Одной этой чрезвычайной фразы было достаточно, чтобы Демидюк побежал бегом к Кулябке. Но Богров не поскупился и на несколько деталей: приезжает группа из Петербурга, с оружием. Ищет способа безопасного въезда в Киев и устройства здесь. Богров должен получить инструкции.

Находка не просто дерзка — гениальная: двигаться почти напрямую и говорить почти правду! Какое ещё убийство готовилось так: всё время настаивая перед полицией, что именно это убийство произойдёт!?

Зацепка — во всяком случае. Для них — служебно невозможно пренебречь таким сенсационным донесением.

Вернулся домой, нервно ходил.
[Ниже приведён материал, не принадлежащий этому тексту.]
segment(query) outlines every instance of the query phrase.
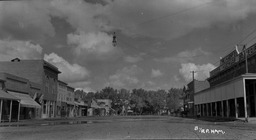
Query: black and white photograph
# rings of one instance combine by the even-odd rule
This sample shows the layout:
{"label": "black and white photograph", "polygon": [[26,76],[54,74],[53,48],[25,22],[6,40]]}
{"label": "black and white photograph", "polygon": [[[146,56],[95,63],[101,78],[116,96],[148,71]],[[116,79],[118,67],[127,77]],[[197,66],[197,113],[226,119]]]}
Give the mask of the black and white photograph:
{"label": "black and white photograph", "polygon": [[1,0],[0,139],[256,139],[256,0]]}

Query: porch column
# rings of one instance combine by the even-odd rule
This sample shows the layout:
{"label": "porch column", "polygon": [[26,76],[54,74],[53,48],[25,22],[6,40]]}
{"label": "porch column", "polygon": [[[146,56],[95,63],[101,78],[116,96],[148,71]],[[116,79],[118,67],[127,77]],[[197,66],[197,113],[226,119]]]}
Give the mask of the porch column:
{"label": "porch column", "polygon": [[212,103],[210,103],[210,116],[212,117]]}
{"label": "porch column", "polygon": [[224,117],[223,101],[221,101],[221,117]]}
{"label": "porch column", "polygon": [[217,117],[218,116],[218,110],[217,110],[218,108],[217,108],[217,102],[215,102],[215,117]]}
{"label": "porch column", "polygon": [[20,120],[20,102],[19,102],[19,107],[18,107],[18,121]]}
{"label": "porch column", "polygon": [[204,104],[202,104],[202,116],[204,116]]}
{"label": "porch column", "polygon": [[227,106],[227,117],[229,117],[229,105],[228,105],[228,100],[226,101],[226,106]]}
{"label": "porch column", "polygon": [[9,115],[9,122],[11,122],[12,120],[12,100],[11,100],[11,103],[10,103],[10,115]]}
{"label": "porch column", "polygon": [[0,123],[2,122],[2,110],[3,110],[3,100],[0,100],[1,108],[0,108]]}
{"label": "porch column", "polygon": [[248,121],[248,114],[247,114],[247,102],[246,102],[246,83],[245,79],[243,79],[243,88],[244,88],[244,119]]}
{"label": "porch column", "polygon": [[238,118],[238,108],[237,108],[237,98],[235,98],[235,111],[236,111],[236,118]]}
{"label": "porch column", "polygon": [[206,116],[209,116],[209,111],[208,111],[208,103],[206,103]]}

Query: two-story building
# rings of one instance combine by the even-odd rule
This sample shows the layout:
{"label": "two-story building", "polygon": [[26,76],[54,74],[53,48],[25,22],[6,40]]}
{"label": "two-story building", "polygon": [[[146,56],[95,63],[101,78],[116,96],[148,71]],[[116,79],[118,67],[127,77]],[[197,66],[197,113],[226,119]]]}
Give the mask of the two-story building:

Начало было важнее всего: вообще по шесту можно ли взбираться хоть сколько-нибудь, или тут же соскользнёшь?

Снова позвонил в Охранное, когда Кулябко уже был там. Обрадованный, блеющий, глупый голос! Полтора года пропадал — и вот объявился любимец и сразу с таким известием! Поверил, захвачен — первая удача. На первую сажень уже взобрался — держит, не скользит.

Ещё новое: назначает прийти не в Охранное, а — к себе домой. Небывало, что за изменение? Ловушка? Простодушно объясняет Кулябко: да обед уже назначен, переменить нельзя.

Радушный голос, человеческая слабость. Признак полного доверия.

Богров идёт к Кулябке однако с браунингом в кармане. (Так было задумано, когда собирался в Охранное: если версия не будет принята, а сразу разоблачение, — стрелять в него, стрелять в других, бежать, стрелять в себя?.. Теперь, по домашности, как бы и лишнее. А может и не лишнее, незнакомый дом, незнакомый ход. По домашности — тем более не будет обыска. Взять).